For example, a wheel can be understood without considering the position/velocity of every atom in it. We only need to know a few large scale properties like its shape, how it rotates etc. to know how a wheel interacts with other parts of the world. This is a handful of dimensions compared to an atomically precise description, which would require over 10^26 numbers! Or consider a tree: far from the tree, you don't need to keep track of individual leaves or its root structure for most purposes. E.g. if you’re looking for fresh wood, you just need to know it is a tree, and how broad/tall it is.

The natural abstractions hypothesis claims that different minds will converge to the same set of abstractions because they are the most efficient representations of all relevant info that reaches the mind from “far away”. And many parts of the world that are far from a mind will influence things the mind cares about, so a mind will be incentivized to learn these abstractions. So, for instance, if someone mostly cares about building great cars, then things like “Hertian Zones” may affect its ability to buil great cars despite being conceptually far from car-design. So said mind would plausibly have to learn what high pressure phase transitions are.

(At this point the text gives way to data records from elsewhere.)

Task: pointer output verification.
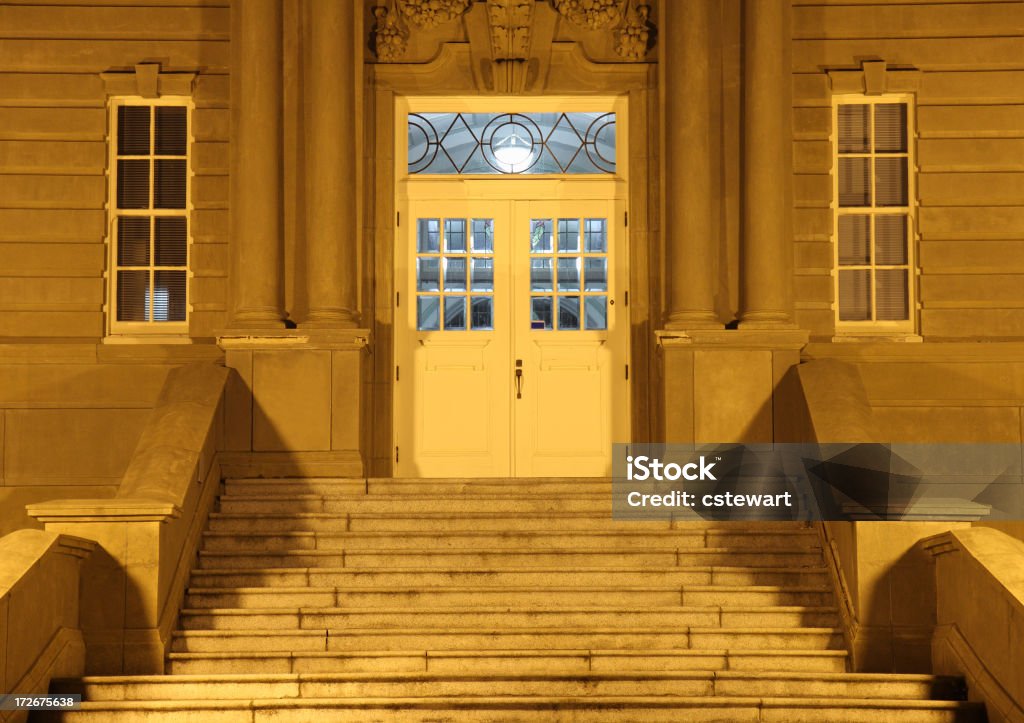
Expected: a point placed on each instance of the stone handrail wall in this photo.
(150, 533)
(885, 580)
(40, 637)
(980, 632)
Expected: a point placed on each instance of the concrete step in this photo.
(523, 638)
(256, 539)
(691, 683)
(505, 577)
(315, 618)
(473, 521)
(384, 485)
(624, 595)
(541, 708)
(523, 504)
(503, 663)
(667, 556)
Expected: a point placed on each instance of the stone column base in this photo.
(297, 398)
(719, 385)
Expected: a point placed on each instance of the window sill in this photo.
(875, 336)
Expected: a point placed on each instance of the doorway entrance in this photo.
(511, 329)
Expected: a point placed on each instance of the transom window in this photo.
(873, 212)
(150, 215)
(512, 142)
(568, 273)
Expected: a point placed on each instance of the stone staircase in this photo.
(502, 600)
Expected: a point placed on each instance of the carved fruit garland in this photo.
(429, 13)
(593, 14)
(634, 35)
(389, 39)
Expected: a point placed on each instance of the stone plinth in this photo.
(296, 405)
(720, 385)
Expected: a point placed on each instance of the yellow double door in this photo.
(511, 338)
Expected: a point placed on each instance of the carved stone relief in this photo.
(511, 24)
(429, 13)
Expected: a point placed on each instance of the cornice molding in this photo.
(875, 78)
(148, 81)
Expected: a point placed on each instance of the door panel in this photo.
(513, 340)
(568, 336)
(452, 342)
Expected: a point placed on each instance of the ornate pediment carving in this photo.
(593, 14)
(511, 25)
(429, 13)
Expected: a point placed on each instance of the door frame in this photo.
(631, 85)
(518, 195)
(471, 187)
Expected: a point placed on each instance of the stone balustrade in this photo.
(979, 578)
(40, 637)
(147, 535)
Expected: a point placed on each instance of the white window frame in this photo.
(132, 331)
(904, 329)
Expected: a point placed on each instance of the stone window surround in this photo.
(872, 79)
(146, 81)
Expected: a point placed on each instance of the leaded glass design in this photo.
(568, 273)
(455, 274)
(511, 142)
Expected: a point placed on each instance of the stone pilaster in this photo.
(256, 165)
(766, 260)
(331, 125)
(689, 232)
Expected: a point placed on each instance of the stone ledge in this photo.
(732, 338)
(115, 510)
(289, 339)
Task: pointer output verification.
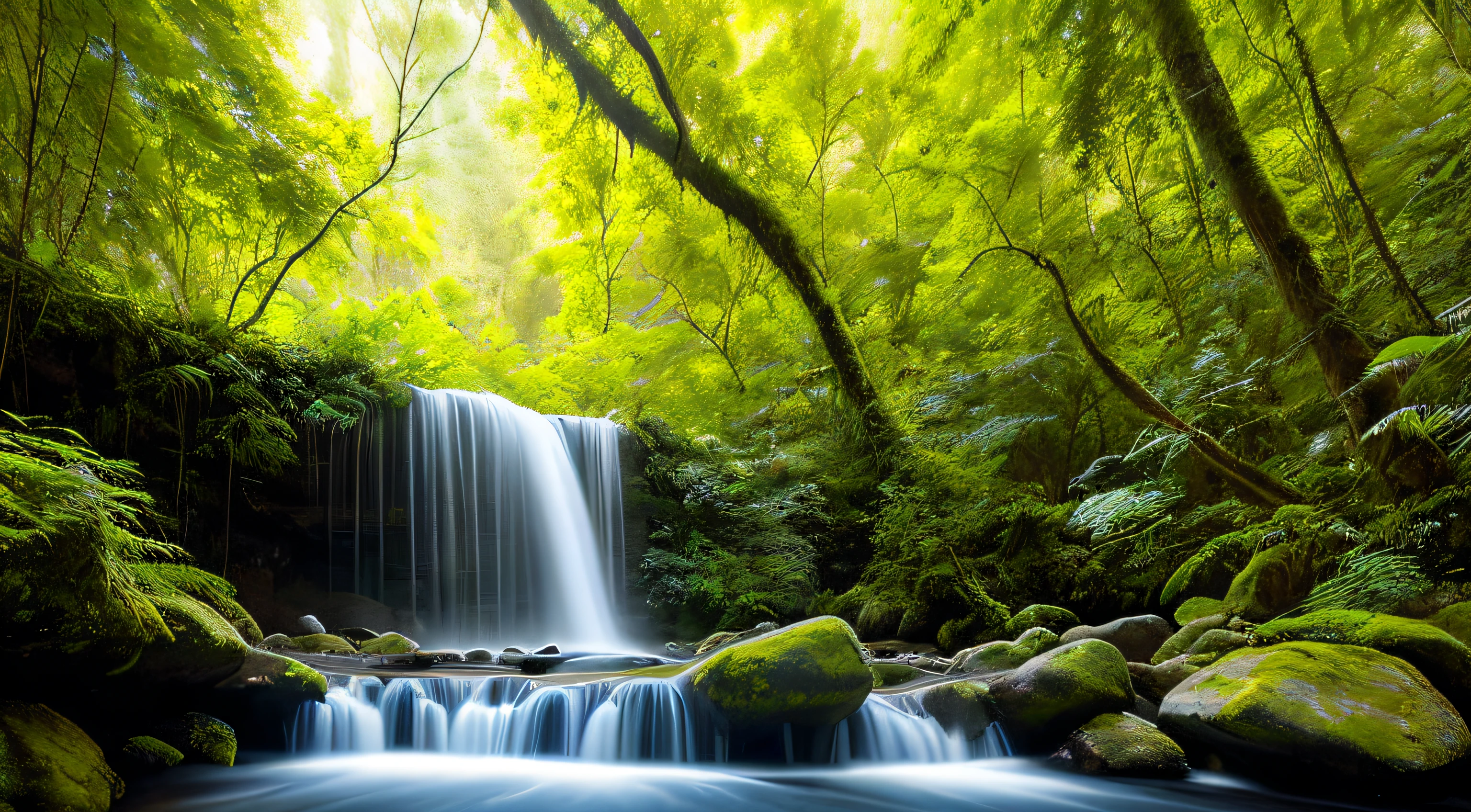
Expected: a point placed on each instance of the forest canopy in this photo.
(923, 312)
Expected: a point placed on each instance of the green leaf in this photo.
(1415, 345)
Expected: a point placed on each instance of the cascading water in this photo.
(492, 523)
(630, 720)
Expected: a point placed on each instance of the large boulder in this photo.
(1138, 639)
(1052, 618)
(1276, 580)
(1123, 745)
(1051, 695)
(1317, 711)
(47, 763)
(1001, 655)
(1182, 641)
(1444, 660)
(962, 707)
(813, 673)
(390, 643)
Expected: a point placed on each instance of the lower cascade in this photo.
(605, 722)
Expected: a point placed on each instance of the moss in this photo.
(1197, 608)
(1182, 641)
(1052, 618)
(323, 645)
(891, 674)
(1455, 621)
(1120, 745)
(1430, 649)
(390, 643)
(813, 673)
(1342, 711)
(47, 763)
(1055, 692)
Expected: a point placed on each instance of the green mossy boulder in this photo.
(321, 645)
(1001, 655)
(145, 754)
(962, 707)
(1455, 621)
(1051, 695)
(1121, 745)
(205, 648)
(1444, 660)
(1138, 639)
(1182, 641)
(1197, 608)
(49, 764)
(1317, 712)
(390, 643)
(1052, 618)
(813, 673)
(202, 739)
(891, 674)
(1276, 580)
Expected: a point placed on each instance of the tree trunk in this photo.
(1229, 158)
(776, 237)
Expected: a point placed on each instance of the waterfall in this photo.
(492, 523)
(630, 720)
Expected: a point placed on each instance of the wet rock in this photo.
(1317, 712)
(1444, 660)
(961, 707)
(1138, 639)
(1051, 695)
(202, 739)
(1123, 745)
(994, 658)
(308, 624)
(47, 763)
(1052, 618)
(813, 673)
(395, 643)
(1198, 608)
(145, 754)
(1182, 641)
(1273, 582)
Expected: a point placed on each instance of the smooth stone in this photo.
(1051, 695)
(1182, 641)
(308, 624)
(1123, 745)
(813, 673)
(47, 763)
(1138, 639)
(1317, 712)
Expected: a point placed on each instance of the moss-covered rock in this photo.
(1455, 621)
(1001, 655)
(321, 645)
(390, 643)
(1444, 660)
(1216, 643)
(813, 673)
(145, 754)
(962, 707)
(1317, 711)
(1273, 583)
(202, 739)
(1052, 618)
(47, 763)
(1138, 639)
(1182, 641)
(1051, 695)
(1197, 608)
(891, 674)
(1120, 745)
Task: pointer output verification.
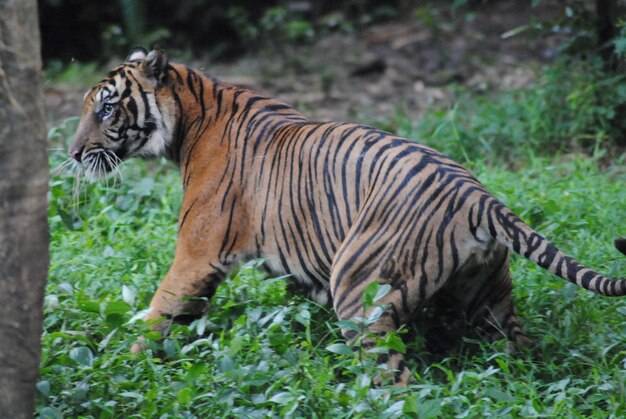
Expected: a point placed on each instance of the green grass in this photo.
(261, 351)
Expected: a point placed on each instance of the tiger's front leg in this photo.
(208, 247)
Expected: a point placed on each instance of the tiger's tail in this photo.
(504, 226)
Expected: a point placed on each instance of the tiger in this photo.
(337, 206)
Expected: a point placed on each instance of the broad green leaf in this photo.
(339, 348)
(82, 355)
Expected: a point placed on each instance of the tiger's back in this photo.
(336, 205)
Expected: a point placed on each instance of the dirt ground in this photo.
(409, 64)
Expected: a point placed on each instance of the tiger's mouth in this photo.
(99, 163)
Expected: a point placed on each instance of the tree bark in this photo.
(23, 207)
(606, 29)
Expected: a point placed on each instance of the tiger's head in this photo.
(127, 114)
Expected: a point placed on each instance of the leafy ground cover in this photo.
(263, 351)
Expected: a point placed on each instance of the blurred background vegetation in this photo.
(529, 95)
(577, 99)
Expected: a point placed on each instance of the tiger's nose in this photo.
(77, 153)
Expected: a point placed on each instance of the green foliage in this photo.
(573, 106)
(261, 352)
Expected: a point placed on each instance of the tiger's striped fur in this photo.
(336, 205)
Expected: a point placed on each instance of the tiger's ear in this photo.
(137, 54)
(154, 66)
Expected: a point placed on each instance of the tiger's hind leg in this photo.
(350, 276)
(484, 291)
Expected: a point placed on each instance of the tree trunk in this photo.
(23, 207)
(606, 29)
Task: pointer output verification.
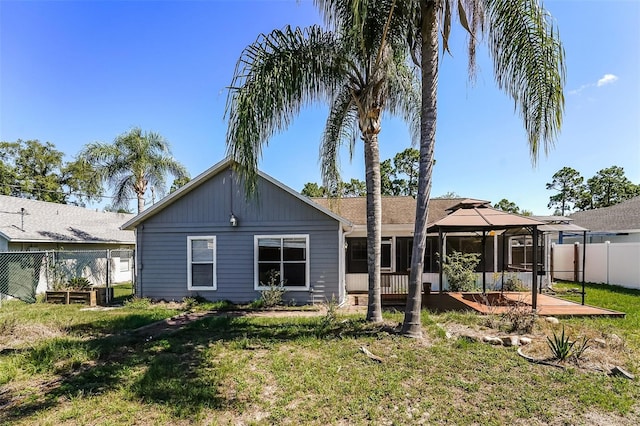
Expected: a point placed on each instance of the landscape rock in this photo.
(616, 341)
(492, 340)
(510, 341)
(525, 340)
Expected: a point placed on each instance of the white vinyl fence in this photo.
(609, 263)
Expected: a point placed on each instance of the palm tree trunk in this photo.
(374, 223)
(412, 325)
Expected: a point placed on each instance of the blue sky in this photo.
(78, 72)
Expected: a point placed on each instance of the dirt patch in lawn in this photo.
(603, 353)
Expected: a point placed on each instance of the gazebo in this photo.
(474, 216)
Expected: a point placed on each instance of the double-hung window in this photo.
(201, 263)
(287, 255)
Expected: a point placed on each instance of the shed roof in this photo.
(620, 217)
(41, 221)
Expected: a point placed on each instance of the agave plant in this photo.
(560, 346)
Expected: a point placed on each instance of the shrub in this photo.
(273, 296)
(138, 303)
(513, 283)
(520, 318)
(460, 271)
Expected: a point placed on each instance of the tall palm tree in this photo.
(359, 73)
(528, 60)
(135, 162)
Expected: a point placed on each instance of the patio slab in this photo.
(547, 305)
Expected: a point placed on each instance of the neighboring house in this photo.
(31, 225)
(619, 223)
(209, 239)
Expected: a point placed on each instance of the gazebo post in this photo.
(484, 261)
(505, 264)
(584, 256)
(534, 260)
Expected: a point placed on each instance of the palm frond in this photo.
(341, 127)
(528, 58)
(273, 79)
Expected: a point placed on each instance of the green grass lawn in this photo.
(260, 370)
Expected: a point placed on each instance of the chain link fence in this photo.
(25, 274)
(20, 274)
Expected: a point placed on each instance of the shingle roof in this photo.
(395, 210)
(204, 177)
(51, 222)
(620, 217)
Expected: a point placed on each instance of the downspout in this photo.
(584, 256)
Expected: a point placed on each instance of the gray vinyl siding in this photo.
(162, 241)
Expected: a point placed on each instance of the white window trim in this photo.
(256, 273)
(215, 263)
(391, 242)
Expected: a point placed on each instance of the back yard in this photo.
(64, 365)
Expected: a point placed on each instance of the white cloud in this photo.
(607, 79)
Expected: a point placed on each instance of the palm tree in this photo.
(528, 60)
(359, 73)
(135, 161)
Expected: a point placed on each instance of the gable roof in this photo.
(41, 222)
(395, 210)
(208, 174)
(620, 217)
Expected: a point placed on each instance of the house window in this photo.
(385, 254)
(287, 255)
(124, 264)
(201, 263)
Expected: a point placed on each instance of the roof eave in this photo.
(203, 177)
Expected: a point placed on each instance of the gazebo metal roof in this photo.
(482, 217)
(478, 215)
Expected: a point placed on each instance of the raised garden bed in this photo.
(66, 297)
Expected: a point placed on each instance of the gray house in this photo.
(209, 239)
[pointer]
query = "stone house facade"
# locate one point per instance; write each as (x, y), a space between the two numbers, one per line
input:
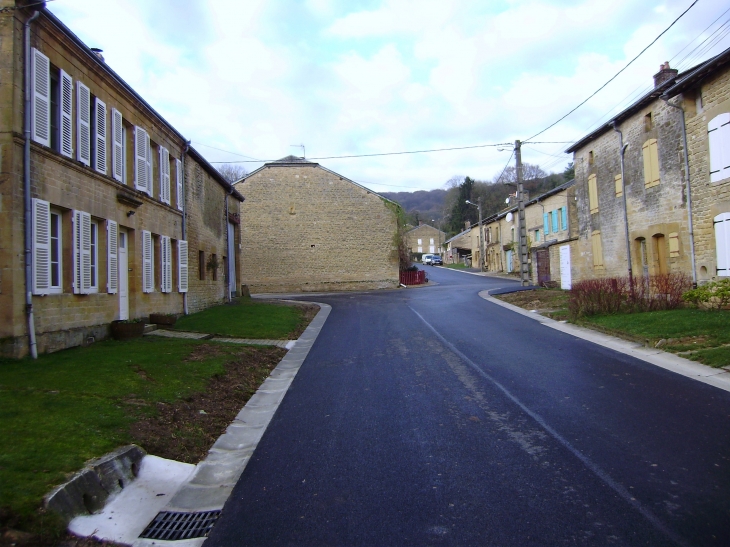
(704, 97)
(652, 187)
(315, 230)
(551, 226)
(425, 239)
(108, 218)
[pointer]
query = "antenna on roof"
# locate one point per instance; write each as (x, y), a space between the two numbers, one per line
(304, 155)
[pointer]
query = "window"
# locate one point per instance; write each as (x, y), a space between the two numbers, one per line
(148, 256)
(118, 148)
(82, 258)
(182, 266)
(651, 163)
(673, 245)
(597, 249)
(94, 255)
(593, 194)
(83, 124)
(164, 170)
(648, 122)
(112, 264)
(46, 249)
(718, 133)
(722, 244)
(165, 264)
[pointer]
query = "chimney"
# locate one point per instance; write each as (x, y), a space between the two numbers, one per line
(665, 74)
(98, 53)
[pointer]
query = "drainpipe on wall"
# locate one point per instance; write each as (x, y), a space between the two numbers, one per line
(688, 190)
(184, 226)
(226, 277)
(26, 194)
(622, 151)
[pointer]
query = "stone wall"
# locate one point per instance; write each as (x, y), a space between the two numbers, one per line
(306, 228)
(652, 211)
(709, 199)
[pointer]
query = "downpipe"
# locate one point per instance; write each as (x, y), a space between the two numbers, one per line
(26, 194)
(688, 191)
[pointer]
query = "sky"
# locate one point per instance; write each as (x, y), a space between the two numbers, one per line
(252, 80)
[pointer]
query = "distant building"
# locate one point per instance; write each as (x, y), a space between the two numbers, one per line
(425, 239)
(312, 229)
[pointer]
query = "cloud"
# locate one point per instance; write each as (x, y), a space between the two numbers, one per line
(256, 77)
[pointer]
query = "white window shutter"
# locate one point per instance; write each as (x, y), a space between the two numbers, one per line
(82, 252)
(722, 244)
(41, 96)
(149, 166)
(164, 175)
(66, 102)
(112, 263)
(140, 159)
(117, 145)
(100, 136)
(178, 184)
(148, 282)
(41, 268)
(83, 123)
(166, 260)
(182, 266)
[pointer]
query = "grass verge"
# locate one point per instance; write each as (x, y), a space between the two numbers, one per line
(246, 318)
(700, 335)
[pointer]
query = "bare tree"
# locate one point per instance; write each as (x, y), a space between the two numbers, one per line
(232, 172)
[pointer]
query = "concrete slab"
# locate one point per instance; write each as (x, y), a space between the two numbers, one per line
(128, 513)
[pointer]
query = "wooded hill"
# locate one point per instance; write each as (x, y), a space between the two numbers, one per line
(447, 209)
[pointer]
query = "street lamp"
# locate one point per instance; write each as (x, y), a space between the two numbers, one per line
(478, 205)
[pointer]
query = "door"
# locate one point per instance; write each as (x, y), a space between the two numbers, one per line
(123, 274)
(565, 277)
(231, 260)
(543, 266)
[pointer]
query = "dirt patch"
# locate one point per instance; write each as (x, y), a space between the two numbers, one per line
(185, 430)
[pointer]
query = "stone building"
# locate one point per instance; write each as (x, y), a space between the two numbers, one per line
(97, 222)
(551, 228)
(425, 239)
(652, 187)
(315, 230)
(703, 94)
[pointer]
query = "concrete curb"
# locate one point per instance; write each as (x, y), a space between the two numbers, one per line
(212, 482)
(719, 378)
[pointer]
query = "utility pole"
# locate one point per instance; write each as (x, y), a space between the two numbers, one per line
(521, 225)
(481, 238)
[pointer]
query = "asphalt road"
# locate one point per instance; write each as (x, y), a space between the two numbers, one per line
(431, 417)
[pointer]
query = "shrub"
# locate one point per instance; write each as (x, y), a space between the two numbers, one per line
(619, 294)
(715, 295)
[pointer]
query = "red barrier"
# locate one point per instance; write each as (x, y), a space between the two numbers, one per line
(413, 278)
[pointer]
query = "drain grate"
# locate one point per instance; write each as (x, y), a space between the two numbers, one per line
(173, 526)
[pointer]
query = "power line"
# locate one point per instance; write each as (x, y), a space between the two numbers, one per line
(615, 75)
(382, 153)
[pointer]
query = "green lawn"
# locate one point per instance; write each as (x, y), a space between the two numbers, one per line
(245, 319)
(697, 334)
(74, 405)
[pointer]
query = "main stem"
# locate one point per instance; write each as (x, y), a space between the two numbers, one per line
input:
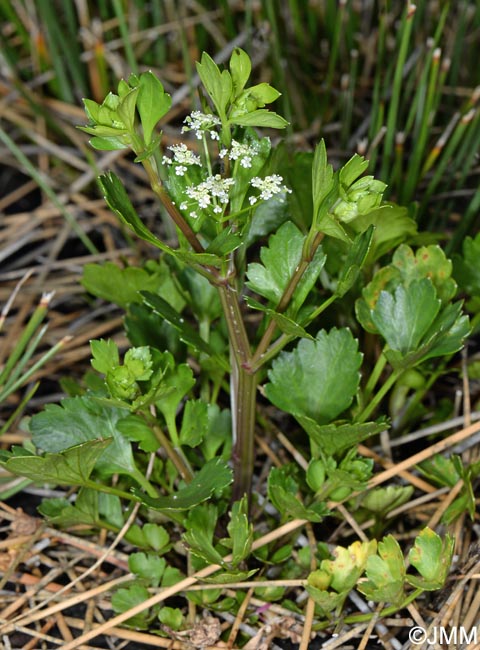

Moreover, NAH claims that the abstractions that humans usually use are approximately natural abstractions. That is, any mind that looks at and uses car wheels successfully will have learn what a car wheel is in approximately the same way as a human. Or if some extremely clever AI was looking at the world, they might develop a new theory of physics that improves on ours; but our theory would still give approximately the same answers as theirs in most scenarios. Like how Newton’s physics is a very good approximation to Einstein’s.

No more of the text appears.